1. Requirements & Scope (5 min)
Functional Requirements
- Collect client-side events (page views, clicks, custom events) from millions of websites via a lightweight JavaScript SDK
- Provide real-time dashboards showing active users, page views per second, and top pages (within ~30 seconds of event)
- Support batch analytics queries — daily/weekly/monthly reports on sessions, funnels, bounce rate, conversion paths
- Sessionize raw events into user sessions with configurable timeout (default 30 minutes of inactivity)
- Count unique visitors accurately across time ranges (daily, weekly, monthly) with deduplication
Non-Functional Requirements
- Availability: 99.99% for the ingestion pipeline — dropping events is unacceptable for paying customers. Dashboard reads can tolerate brief degradation.
- Latency: Event ingestion < 50ms (client-perceived). Real-time dashboard data within 30 seconds of event. Batch reports within minutes of scheduled time.
- Consistency: Eventual consistency is acceptable. Real-time dashboards are approximate. Batch reports must be accurate to within 1%.
- Scale: 10M tracked websites, 1M events/sec ingestion, 500TB+ of raw event data per year
- Durability: Zero event loss once acknowledged. Raw events retained for 2 years, aggregated data retained indefinitely.
2. Estimation (3 min)
Traffic
- 10M websites tracked, average 10 page views/sec per active site
- Not all sites active simultaneously — assume 100K sites active at peak
- Peak ingestion: 100K sites × 10 events/sec = 1M events/sec
- Average ingestion: ~300K events/sec
- Read QPS (dashboard queries): ~50K/sec (most are cached)
Storage
- Average event payload: ~500 bytes (URL, timestamp, user agent, referrer, custom dimensions, session cookie)
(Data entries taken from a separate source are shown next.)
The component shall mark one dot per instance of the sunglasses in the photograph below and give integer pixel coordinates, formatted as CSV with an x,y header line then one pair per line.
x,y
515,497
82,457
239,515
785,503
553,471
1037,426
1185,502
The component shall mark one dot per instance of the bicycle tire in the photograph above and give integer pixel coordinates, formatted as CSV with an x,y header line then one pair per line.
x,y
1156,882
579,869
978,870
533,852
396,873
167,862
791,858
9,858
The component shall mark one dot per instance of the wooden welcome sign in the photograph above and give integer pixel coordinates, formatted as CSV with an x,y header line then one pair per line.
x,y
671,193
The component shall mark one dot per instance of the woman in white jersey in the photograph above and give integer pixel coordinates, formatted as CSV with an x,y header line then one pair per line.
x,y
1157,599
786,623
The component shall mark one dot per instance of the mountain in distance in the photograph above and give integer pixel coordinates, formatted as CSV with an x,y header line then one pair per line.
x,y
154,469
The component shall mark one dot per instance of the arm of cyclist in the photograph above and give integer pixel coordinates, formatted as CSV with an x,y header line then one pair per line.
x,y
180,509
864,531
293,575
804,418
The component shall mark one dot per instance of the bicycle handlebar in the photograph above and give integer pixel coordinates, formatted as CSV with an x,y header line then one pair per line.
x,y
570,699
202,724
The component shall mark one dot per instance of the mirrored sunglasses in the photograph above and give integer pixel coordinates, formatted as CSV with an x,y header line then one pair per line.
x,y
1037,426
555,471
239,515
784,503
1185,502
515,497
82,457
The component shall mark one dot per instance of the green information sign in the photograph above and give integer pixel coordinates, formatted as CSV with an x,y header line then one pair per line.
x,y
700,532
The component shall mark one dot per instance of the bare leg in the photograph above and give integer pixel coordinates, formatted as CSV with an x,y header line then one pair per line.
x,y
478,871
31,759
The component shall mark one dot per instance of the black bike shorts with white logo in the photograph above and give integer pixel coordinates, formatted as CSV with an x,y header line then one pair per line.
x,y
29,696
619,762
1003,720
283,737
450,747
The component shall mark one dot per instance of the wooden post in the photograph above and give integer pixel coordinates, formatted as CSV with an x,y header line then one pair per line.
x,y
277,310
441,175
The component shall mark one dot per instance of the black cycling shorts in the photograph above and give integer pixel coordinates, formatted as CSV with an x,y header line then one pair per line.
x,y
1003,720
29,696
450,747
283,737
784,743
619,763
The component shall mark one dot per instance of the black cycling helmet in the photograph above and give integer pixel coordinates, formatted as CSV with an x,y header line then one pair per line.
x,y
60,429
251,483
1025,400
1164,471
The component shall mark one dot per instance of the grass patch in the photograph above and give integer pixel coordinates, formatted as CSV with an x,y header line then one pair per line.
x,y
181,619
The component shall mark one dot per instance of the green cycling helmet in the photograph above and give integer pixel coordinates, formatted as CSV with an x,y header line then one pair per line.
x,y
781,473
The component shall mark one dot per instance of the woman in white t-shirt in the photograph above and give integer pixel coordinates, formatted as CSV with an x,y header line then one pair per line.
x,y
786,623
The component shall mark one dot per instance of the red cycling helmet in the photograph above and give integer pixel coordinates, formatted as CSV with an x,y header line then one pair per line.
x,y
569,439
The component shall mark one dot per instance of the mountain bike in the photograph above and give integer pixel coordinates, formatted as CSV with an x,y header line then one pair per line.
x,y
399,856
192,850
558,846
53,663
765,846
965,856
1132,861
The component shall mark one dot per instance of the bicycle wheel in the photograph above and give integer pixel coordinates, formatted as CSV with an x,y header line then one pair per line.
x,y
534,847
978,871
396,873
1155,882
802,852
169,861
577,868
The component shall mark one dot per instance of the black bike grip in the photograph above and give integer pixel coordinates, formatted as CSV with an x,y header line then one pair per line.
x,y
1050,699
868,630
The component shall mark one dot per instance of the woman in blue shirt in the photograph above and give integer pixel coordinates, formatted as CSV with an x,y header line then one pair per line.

- Daily raw events: 300K/sec × 86,400 sec × 500 bytes = ~13TB/day
- Yearly raw events: ~4.7PB/year
- Aggregated rollups (hourly/daily per site per dimension): ~1% of raw = ~50TB/year
Unique Visitor Counting
- 10M sites, each with up to 100M monthly unique visitors
- Exact counting: 10M sites × 100M visitors × 8 bytes = 8PB (impossible)
- HyperLogLog: 10M sites × 12KB per HLL = 120GB for monthly uniques — fits in memory
Key Insight
This is a write-heavy, read-light system. Ingestion throughput and storage cost dominate. The core challenge is building a pipeline that can ingest 1M events/sec, make data queryable in real-time, and run efficient batch aggregations without bankrupting the storage budget.
3. API Design (3 min)
Event Collection Endpoint (called by JS SDK)
POST /collect
Content-Type: application/json
Body: {
"tracking_id": "UA-123456",
"client_id": "c8f3a2...", // first-party cookie UUID
"events": [ // batched for efficiency
{
"type": "pageview",
"timestamp": 1708632000,
"url": "https://example.com/blog",
"referrer": "https://google.com",
"title": "My Blog Post",
"screen_resolution": "1920x1080",
"language": "en-US",
"custom_dimensions": { "author": "alice", "category": "tech" }
}
]
}
Response 204 No Content // fast ack, no body
Query API (for dashboard / reports)
GET /api/v1/report?tracking_id=UA-123456
&metric=pageviews,unique_visitors,sessions
&dimension=page_path,referrer
&start_date=2024-02-01
&end_date=2024-02-22
&granularity=daily
&filters=country:US;device:mobile
&sort=-pageviews
&limit=100
Response 200: {
"rows": [
{ "date": "2024-02-01", "page_path": "/blog", "pageviews": 12340, "unique_visitors": 8900, "sessions": 9200 },
...
],
"totals": { "pageviews": 450000, "unique_visitors": 120000, "sessions": 135000 },
"sampled": false
}
Real-Time API
GET /api/v1/realtime?tracking_id=UA-123456
Response 200: {
"active_users": 1423,
"pageviews_per_second": 87,
"top_pages": [ { "path": "/", "active_users": 312 }, ... ],
"top_referrers": [ ... ]
}
Key Decisions
- Batch events in the SDK (send every 5 seconds or on page unload via
navigator.sendBeacon) - 204 No Content response — minimal latency, no body to parse
- Pixel fallback —
GET /collect?data=base64encoded...for environments where POST is blocked - Query API supports sampling flag — for very large sites, queries over raw data use 10% sample and extrapolate
4. Data Model (3 min)
Raw Events (stored in columnar format — Parquet on S3/GCS)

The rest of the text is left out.